Daisy tenggelam dalam ciuman panas pria itu, yang walau seharusnya membuatnya merasa terhina, Daisy justru bisa merasakan emosi yang mendalam dan berbeda dari ciuman itu. Lebih seperti seseorang yang menyalurkan kesakitan entah apa. Sejujurnya Vano sendiri memang melakukannya. Rasanya memang salah dan seolah memanfaatkan keadaan, tapi dia ingin melupakan perasaannya pada Lexa. Dia tidak tahu apa dia benar menyukai Lexa, tapi jelas dia merasa terganggu saat Lexa dekat dengan Valdo, dan dia berharap dengan ciuman ini, dia bisa melupakannya.

Daisy sempat terhanyut dalam ciuman itu hingga dia menyadari ada yang berbeda dari lengan Vano yang saat ini sedang disentuhnya. DIa merasakan bulu halus itu lagi dan dia yakin kali ini terasa benar. Vano merengkuhnya dengan sangat ketat hingga dia bahkan tidak bisa mengintip. Dia juga bisa merasakan bibirnya yang mulai merasakan sesuatu yang tajam sepertinya hampir melukai. Sekuat tenaga dia berusaha melepaskan diri dari tubuh kekar Vano yang terasa semakin besar dalam sepersekian detik.

"A-apa ini?" tanya Daisy dalam ciumannya.

"Kau ingat perjanjiannya kan? Kau tidak boleh berteriak!" ucap Vano dengan wajah yang sudah berubah seluruhnya.

"Argh…!"

"Apa yang sudah aku katakan padamu! Berteriak dan perjanjian kita batal!" ucap Vano kali ini membungkam mulut Daisy dengan tangannya.

Daisy hanya bisa melotot melihat sosok di hadapannya ini. Bagaimanapun dia sudah menyetujuinya jadi dia memang harus mengendalikan dirinya. Dia sudah menyiapkan diri untuk segala kemungkinan yang terburuk walau apa yang dilihatnya kini ternyata cukup buruk dari apa yang dia perkirakan. Matanya hanya bisa melotot dengan nafas terangah dan dia berakhir mengangguk pelan pertanda dia tidak akan lagi berteriak.

"Aku tidak tahu cara lainnya yang akan membuat kau merasa lebih baik tapi…"

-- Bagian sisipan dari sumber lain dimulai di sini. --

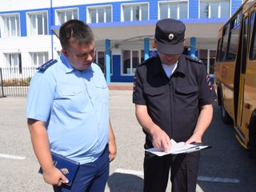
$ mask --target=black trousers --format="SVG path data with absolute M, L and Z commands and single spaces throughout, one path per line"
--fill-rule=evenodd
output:
M 172 192 L 195 192 L 200 152 L 158 157 L 145 152 L 144 192 L 166 192 L 169 173 Z

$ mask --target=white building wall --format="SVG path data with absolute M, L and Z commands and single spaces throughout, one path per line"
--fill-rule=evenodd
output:
M 129 2 L 130 0 L 118 0 L 118 2 Z M 101 2 L 110 2 L 116 1 L 110 0 L 1 0 L 0 11 L 11 11 L 11 10 L 30 10 L 41 8 L 49 8 L 50 7 L 50 3 L 52 2 L 52 6 L 74 6 L 74 5 L 82 5 L 82 4 L 90 4 L 90 3 L 101 3 Z

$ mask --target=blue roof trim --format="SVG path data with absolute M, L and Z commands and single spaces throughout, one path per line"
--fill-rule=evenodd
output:
M 185 18 L 181 19 L 185 24 L 200 24 L 200 23 L 222 23 L 226 22 L 229 18 Z M 114 26 L 147 26 L 155 25 L 158 20 L 152 19 L 149 21 L 135 21 L 135 22 L 100 22 L 89 23 L 92 28 L 97 27 L 114 27 Z M 52 26 L 51 30 L 58 30 L 60 26 Z

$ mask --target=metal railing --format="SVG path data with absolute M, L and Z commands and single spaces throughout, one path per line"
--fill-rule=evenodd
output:
M 26 97 L 31 78 L 36 67 L 2 67 L 0 97 Z

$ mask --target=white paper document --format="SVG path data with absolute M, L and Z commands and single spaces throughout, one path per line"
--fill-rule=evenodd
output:
M 183 153 L 192 153 L 194 151 L 201 150 L 202 149 L 210 148 L 209 146 L 204 146 L 202 144 L 185 144 L 185 142 L 176 142 L 174 140 L 171 139 L 171 147 L 170 150 L 168 152 L 162 151 L 156 148 L 150 148 L 145 150 L 146 151 L 150 152 L 152 154 L 154 154 L 158 156 L 163 156 L 166 154 L 183 154 Z

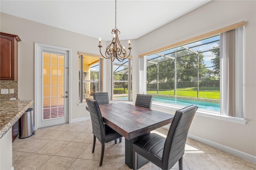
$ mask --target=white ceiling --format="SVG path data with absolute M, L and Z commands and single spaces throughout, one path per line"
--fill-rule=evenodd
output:
M 120 40 L 137 39 L 208 2 L 118 0 Z M 2 12 L 104 40 L 115 28 L 114 0 L 3 0 Z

Vano menancapkan cakarnya ke dalam dada Daisy tepat ke jantungnya. Jujur saja rasanya sangat sakit seperti akan mati. Daisy hanya bisa membelalakkan matanya dan melenguh dalam bungkaman. Daisy bahkan tidak bisa berteriak karena tangan berbulu itu masih menutup mulutnya. Daisy hanya bisa meluapkan perasaan dari air matanya yang menetes membasahi pipinya. Dia tidak tahu apa yang akan terjadi, tapi Daisy telah memasrahkan segalanya.

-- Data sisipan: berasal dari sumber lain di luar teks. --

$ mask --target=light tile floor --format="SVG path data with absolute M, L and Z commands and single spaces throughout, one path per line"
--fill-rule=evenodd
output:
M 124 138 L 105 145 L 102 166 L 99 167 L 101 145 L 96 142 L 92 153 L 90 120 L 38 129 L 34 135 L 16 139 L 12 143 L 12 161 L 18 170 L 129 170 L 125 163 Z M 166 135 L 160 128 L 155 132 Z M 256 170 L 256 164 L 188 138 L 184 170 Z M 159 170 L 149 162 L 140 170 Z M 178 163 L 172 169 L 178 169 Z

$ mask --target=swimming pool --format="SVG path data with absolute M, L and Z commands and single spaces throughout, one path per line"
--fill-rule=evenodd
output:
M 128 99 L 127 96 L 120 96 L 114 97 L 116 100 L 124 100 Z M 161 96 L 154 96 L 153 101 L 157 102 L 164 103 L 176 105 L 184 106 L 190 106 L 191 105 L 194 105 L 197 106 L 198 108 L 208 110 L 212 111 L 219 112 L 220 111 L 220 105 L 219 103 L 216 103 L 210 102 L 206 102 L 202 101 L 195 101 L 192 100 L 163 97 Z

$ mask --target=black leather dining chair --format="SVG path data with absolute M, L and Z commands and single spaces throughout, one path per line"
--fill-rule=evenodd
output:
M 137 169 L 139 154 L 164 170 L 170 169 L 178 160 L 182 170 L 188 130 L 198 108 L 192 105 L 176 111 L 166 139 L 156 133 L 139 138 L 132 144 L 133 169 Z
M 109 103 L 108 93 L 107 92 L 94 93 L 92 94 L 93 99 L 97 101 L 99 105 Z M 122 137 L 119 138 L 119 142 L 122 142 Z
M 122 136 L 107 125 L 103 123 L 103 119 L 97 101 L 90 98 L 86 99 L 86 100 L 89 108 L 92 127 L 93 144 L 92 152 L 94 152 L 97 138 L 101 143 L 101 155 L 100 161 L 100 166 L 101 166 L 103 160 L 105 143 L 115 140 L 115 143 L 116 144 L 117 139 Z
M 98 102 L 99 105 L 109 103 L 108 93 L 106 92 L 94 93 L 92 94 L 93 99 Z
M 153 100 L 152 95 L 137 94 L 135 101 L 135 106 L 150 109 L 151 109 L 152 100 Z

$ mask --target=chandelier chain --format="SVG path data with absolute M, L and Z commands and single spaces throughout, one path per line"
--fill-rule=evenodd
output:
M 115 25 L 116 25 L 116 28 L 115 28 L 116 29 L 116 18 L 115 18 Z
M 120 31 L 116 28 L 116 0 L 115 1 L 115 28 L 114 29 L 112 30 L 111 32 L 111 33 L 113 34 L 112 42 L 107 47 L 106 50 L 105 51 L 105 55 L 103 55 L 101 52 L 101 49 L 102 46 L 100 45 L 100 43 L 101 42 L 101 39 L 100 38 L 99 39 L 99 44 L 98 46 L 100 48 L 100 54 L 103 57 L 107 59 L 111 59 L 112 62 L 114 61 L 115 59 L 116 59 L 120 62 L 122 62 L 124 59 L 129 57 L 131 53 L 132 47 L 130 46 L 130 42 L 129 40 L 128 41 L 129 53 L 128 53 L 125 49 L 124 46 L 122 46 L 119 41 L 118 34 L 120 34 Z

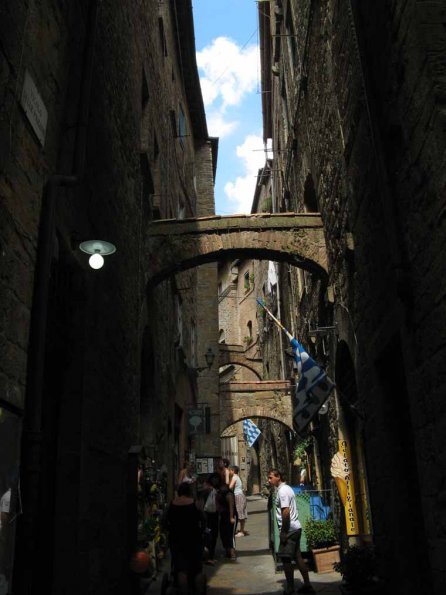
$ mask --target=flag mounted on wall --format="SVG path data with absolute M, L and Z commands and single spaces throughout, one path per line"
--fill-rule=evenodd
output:
M 262 300 L 257 299 L 269 317 L 283 330 L 291 343 L 294 361 L 297 364 L 299 382 L 293 398 L 293 427 L 301 432 L 307 426 L 335 388 L 335 383 L 321 366 L 308 355 L 302 345 L 286 330 L 280 320 L 268 310 Z
M 248 446 L 252 446 L 262 432 L 250 419 L 243 420 L 243 436 Z
M 297 432 L 311 421 L 330 396 L 335 383 L 318 363 L 308 355 L 296 339 L 291 339 L 291 349 L 297 363 L 299 382 L 293 400 L 293 426 Z

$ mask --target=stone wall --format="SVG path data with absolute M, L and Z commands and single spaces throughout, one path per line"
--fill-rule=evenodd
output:
M 271 40 L 279 74 L 273 137 L 285 149 L 275 163 L 283 182 L 276 192 L 283 210 L 321 212 L 330 279 L 320 296 L 308 276 L 302 291 L 296 273 L 283 298 L 300 306 L 293 322 L 306 341 L 308 323 L 337 324 L 338 341 L 323 351 L 329 347 L 326 363 L 339 378 L 341 343 L 351 354 L 357 393 L 338 391 L 338 406 L 351 416 L 356 399 L 362 416 L 350 426 L 365 441 L 382 575 L 413 593 L 421 588 L 410 570 L 416 564 L 420 580 L 440 593 L 444 7 L 280 4 L 280 30 L 295 42 Z M 321 347 L 318 340 L 318 357 Z
M 0 399 L 24 409 L 25 427 L 17 592 L 41 584 L 73 594 L 128 592 L 136 534 L 129 449 L 150 449 L 172 490 L 190 449 L 186 411 L 200 400 L 189 371 L 217 336 L 215 272 L 189 271 L 149 294 L 145 287 L 148 222 L 213 212 L 215 142 L 200 111 L 194 48 L 192 59 L 184 52 L 189 19 L 154 0 L 99 2 L 89 110 L 79 114 L 95 4 L 5 1 L 0 9 Z M 181 9 L 191 15 L 190 2 Z M 43 147 L 20 106 L 25 72 L 48 112 Z M 83 139 L 85 155 L 75 154 Z M 83 176 L 56 192 L 37 402 L 27 386 L 28 358 L 36 356 L 29 328 L 39 224 L 48 222 L 42 196 L 56 173 Z M 78 246 L 97 238 L 117 251 L 93 271 Z M 208 291 L 199 316 L 197 287 Z M 194 340 L 199 317 L 215 328 Z M 217 386 L 214 373 L 204 387 L 214 401 Z

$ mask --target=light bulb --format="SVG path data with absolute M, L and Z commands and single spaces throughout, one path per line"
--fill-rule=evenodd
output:
M 99 252 L 95 252 L 88 259 L 88 264 L 91 266 L 92 269 L 101 269 L 104 265 L 104 259 L 99 254 Z
M 325 403 L 322 404 L 321 408 L 318 411 L 319 415 L 325 415 L 326 413 L 328 413 L 328 403 L 327 401 L 325 401 Z

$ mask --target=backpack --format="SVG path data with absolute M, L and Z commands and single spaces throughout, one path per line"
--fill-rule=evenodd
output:
M 209 495 L 206 499 L 206 504 L 204 505 L 204 512 L 217 512 L 217 502 L 215 500 L 215 496 L 217 491 L 215 488 L 212 488 L 209 492 Z

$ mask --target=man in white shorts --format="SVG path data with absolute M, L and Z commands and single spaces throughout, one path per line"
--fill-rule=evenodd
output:
M 268 472 L 270 486 L 276 488 L 275 507 L 276 519 L 280 531 L 280 544 L 277 556 L 281 558 L 285 572 L 286 587 L 285 595 L 294 593 L 294 569 L 292 561 L 302 575 L 304 584 L 297 590 L 298 593 L 314 593 L 310 583 L 308 568 L 300 552 L 300 536 L 302 525 L 299 522 L 299 515 L 296 506 L 296 498 L 293 490 L 283 481 L 282 473 L 277 469 L 270 469 Z

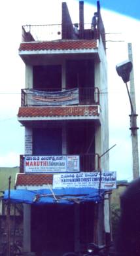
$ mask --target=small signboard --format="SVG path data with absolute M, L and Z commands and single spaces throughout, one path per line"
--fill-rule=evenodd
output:
M 77 172 L 79 156 L 26 156 L 26 173 Z
M 116 189 L 116 172 L 79 172 L 54 174 L 53 189 L 99 187 L 105 190 Z

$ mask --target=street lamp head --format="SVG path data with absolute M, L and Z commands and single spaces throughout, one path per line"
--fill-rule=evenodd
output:
M 132 69 L 132 63 L 129 60 L 121 62 L 116 65 L 118 75 L 122 77 L 124 82 L 130 81 L 130 74 Z

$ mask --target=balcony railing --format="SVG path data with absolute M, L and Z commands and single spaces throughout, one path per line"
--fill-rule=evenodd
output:
M 44 156 L 44 155 L 43 155 Z M 56 156 L 56 155 L 55 155 Z M 60 156 L 60 155 L 59 155 Z M 63 156 L 65 156 L 65 155 L 63 155 Z M 69 156 L 73 156 L 73 155 L 69 155 Z M 24 173 L 25 172 L 25 158 L 26 156 L 29 156 L 26 155 L 21 155 L 20 156 L 20 172 Z M 33 158 L 35 159 L 37 156 L 36 155 L 31 156 L 33 159 Z M 39 156 L 41 156 L 40 155 Z M 49 155 L 49 156 L 51 156 Z M 46 156 L 45 157 L 47 157 Z M 95 170 L 100 170 L 100 158 L 98 154 L 80 154 L 79 155 L 79 164 L 80 164 L 80 172 L 94 172 Z
M 21 106 L 99 105 L 99 91 L 95 88 L 77 88 L 59 90 L 22 89 Z
M 96 39 L 97 29 L 93 31 L 91 24 L 84 24 L 84 29 L 78 29 L 75 35 L 74 24 L 27 25 L 22 26 L 22 42 L 52 41 L 62 39 Z

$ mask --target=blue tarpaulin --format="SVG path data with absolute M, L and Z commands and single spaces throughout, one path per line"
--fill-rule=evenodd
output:
M 105 191 L 93 188 L 73 188 L 61 189 L 10 190 L 10 201 L 13 203 L 30 204 L 99 202 L 103 199 Z M 4 200 L 9 199 L 9 191 L 5 191 Z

"Sudah, kau akan baik-baik saja setelah ini," ucap Vano kali ini melepaskan cakarnya perlahan.

Sayang, Daisy justru pingsan tepat setelah Vano mencabut cakarnya.

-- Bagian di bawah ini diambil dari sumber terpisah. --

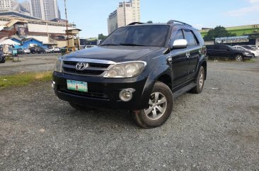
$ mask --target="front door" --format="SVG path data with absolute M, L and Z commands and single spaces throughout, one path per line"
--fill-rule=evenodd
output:
M 183 33 L 182 29 L 175 32 L 171 35 L 173 42 L 178 39 L 183 39 Z M 188 81 L 189 75 L 189 56 L 188 50 L 175 49 L 171 51 L 171 68 L 173 87 L 176 87 L 180 84 Z

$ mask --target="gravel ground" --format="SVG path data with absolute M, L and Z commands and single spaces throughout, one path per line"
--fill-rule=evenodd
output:
M 20 55 L 19 61 L 11 60 L 0 64 L 0 75 L 16 74 L 21 72 L 40 72 L 54 70 L 54 66 L 60 54 Z M 14 57 L 17 61 L 17 57 Z
M 76 111 L 50 83 L 0 91 L 0 170 L 259 170 L 259 59 L 213 62 L 158 128 Z

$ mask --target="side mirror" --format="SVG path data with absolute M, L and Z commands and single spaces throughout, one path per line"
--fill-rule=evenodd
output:
M 188 45 L 188 43 L 185 39 L 177 39 L 174 40 L 171 48 L 173 49 L 183 49 L 186 48 Z
M 102 43 L 103 40 L 97 40 L 96 45 L 100 45 Z

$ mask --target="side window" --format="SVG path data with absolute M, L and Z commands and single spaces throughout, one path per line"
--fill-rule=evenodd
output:
M 196 45 L 197 45 L 196 40 L 192 31 L 190 30 L 185 30 L 185 39 L 188 42 L 188 46 Z
M 220 46 L 220 49 L 222 50 L 228 50 L 229 48 L 229 47 L 227 46 L 225 46 L 225 45 L 221 45 Z
M 178 40 L 178 39 L 183 39 L 183 35 L 182 30 L 179 30 L 176 32 L 175 35 L 173 38 L 173 40 Z
M 214 45 L 214 50 L 220 50 L 220 45 Z

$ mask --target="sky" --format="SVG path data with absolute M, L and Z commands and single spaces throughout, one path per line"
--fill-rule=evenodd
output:
M 69 21 L 82 30 L 81 38 L 108 35 L 107 18 L 123 0 L 67 0 Z M 65 18 L 64 0 L 57 0 Z M 140 0 L 141 22 L 174 19 L 196 28 L 259 24 L 259 0 Z

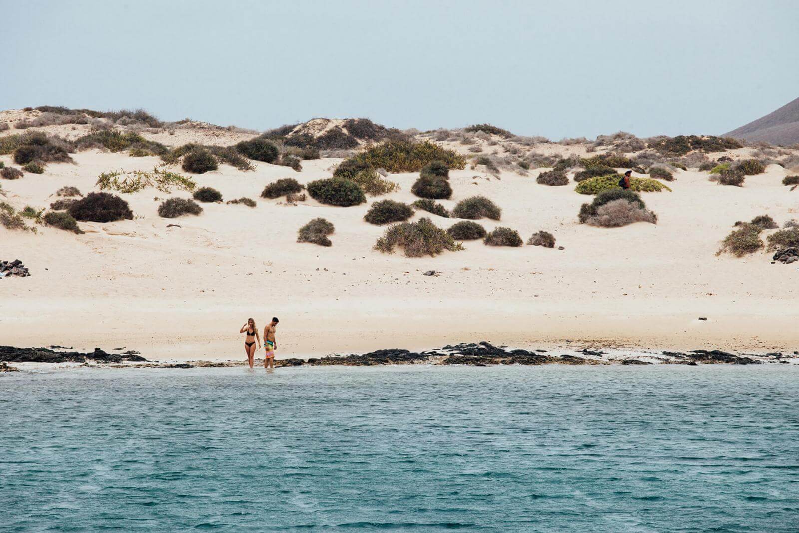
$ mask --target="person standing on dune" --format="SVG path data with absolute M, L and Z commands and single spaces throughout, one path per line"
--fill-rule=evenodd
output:
M 264 356 L 264 368 L 274 368 L 275 350 L 277 349 L 277 343 L 275 341 L 275 327 L 280 320 L 276 316 L 272 317 L 272 322 L 264 326 L 264 349 L 266 355 Z

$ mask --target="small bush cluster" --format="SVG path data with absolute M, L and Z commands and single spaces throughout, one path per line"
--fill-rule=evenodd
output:
M 18 180 L 24 175 L 22 170 L 14 169 L 13 166 L 7 166 L 0 170 L 0 176 L 2 176 L 6 180 Z
M 451 235 L 436 226 L 429 218 L 390 226 L 375 243 L 374 249 L 393 253 L 396 246 L 403 249 L 408 257 L 436 256 L 444 250 L 455 252 L 463 249 Z
M 236 200 L 229 200 L 225 203 L 234 204 L 234 205 L 241 204 L 243 205 L 246 205 L 247 207 L 255 207 L 257 205 L 255 203 L 255 200 L 252 200 L 252 198 L 248 198 L 246 197 L 243 197 L 241 198 L 237 198 Z
M 293 177 L 283 177 L 264 187 L 260 197 L 274 200 L 287 194 L 300 193 L 302 189 L 303 186 Z
M 502 216 L 502 209 L 485 197 L 474 196 L 458 202 L 452 209 L 452 216 L 472 221 L 483 217 L 499 221 Z
M 44 216 L 44 222 L 49 226 L 71 231 L 78 234 L 85 233 L 78 225 L 78 221 L 68 213 L 50 211 Z
M 307 189 L 312 198 L 329 205 L 349 207 L 366 201 L 364 191 L 352 180 L 340 177 L 316 180 L 308 183 Z
M 407 204 L 393 200 L 376 201 L 364 215 L 369 224 L 380 225 L 391 222 L 404 222 L 413 216 L 413 209 Z
M 70 214 L 76 220 L 88 222 L 113 222 L 133 217 L 128 202 L 108 193 L 89 193 L 70 206 Z
M 555 236 L 549 232 L 539 231 L 533 233 L 527 241 L 527 244 L 532 246 L 543 246 L 544 248 L 555 248 Z
M 315 218 L 297 230 L 297 242 L 310 242 L 320 246 L 332 246 L 328 238 L 336 229 L 324 218 Z
M 447 208 L 438 202 L 430 200 L 429 198 L 417 200 L 411 205 L 417 209 L 422 209 L 423 211 L 431 213 L 434 215 L 438 215 L 439 217 L 449 218 L 449 211 L 447 210 Z
M 574 190 L 580 194 L 598 194 L 609 190 L 622 190 L 618 185 L 622 177 L 621 174 L 590 177 L 577 184 Z M 649 177 L 630 178 L 630 190 L 638 193 L 659 193 L 663 190 L 671 192 L 665 184 Z
M 199 215 L 202 208 L 189 198 L 169 198 L 158 206 L 158 216 L 164 218 L 177 218 L 182 215 Z
M 458 241 L 474 241 L 482 239 L 487 234 L 486 229 L 477 222 L 462 221 L 453 224 L 447 233 Z
M 539 174 L 538 177 L 535 178 L 535 182 L 543 185 L 569 185 L 569 178 L 566 177 L 565 170 L 550 170 Z
M 222 201 L 222 193 L 212 187 L 201 187 L 192 196 L 202 202 Z

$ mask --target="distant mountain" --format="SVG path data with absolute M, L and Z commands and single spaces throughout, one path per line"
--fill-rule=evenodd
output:
M 746 141 L 787 146 L 799 142 L 799 98 L 746 125 L 724 134 Z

Cekatan, Vano menutup luka Daisy dengan perban steelah dia memindah tubuh gadis itu ke atas ranjang. Sama sekali tidak ada niatan untuk berbuat lebih selain membantu gadis itu membalas dendam. Setelah ini dia bahkan berencana untuk membawa gadis itu berburu. Daisy bukan manusia serigala wanita pertama yang dia kenal karena faktanya banyak di luar sana, tapi Vano memang baru kali ini merubah seorang wanita menjadi manusia serigala. Daisy, si aktris, semoga dia akan banyak membantu ke depannya.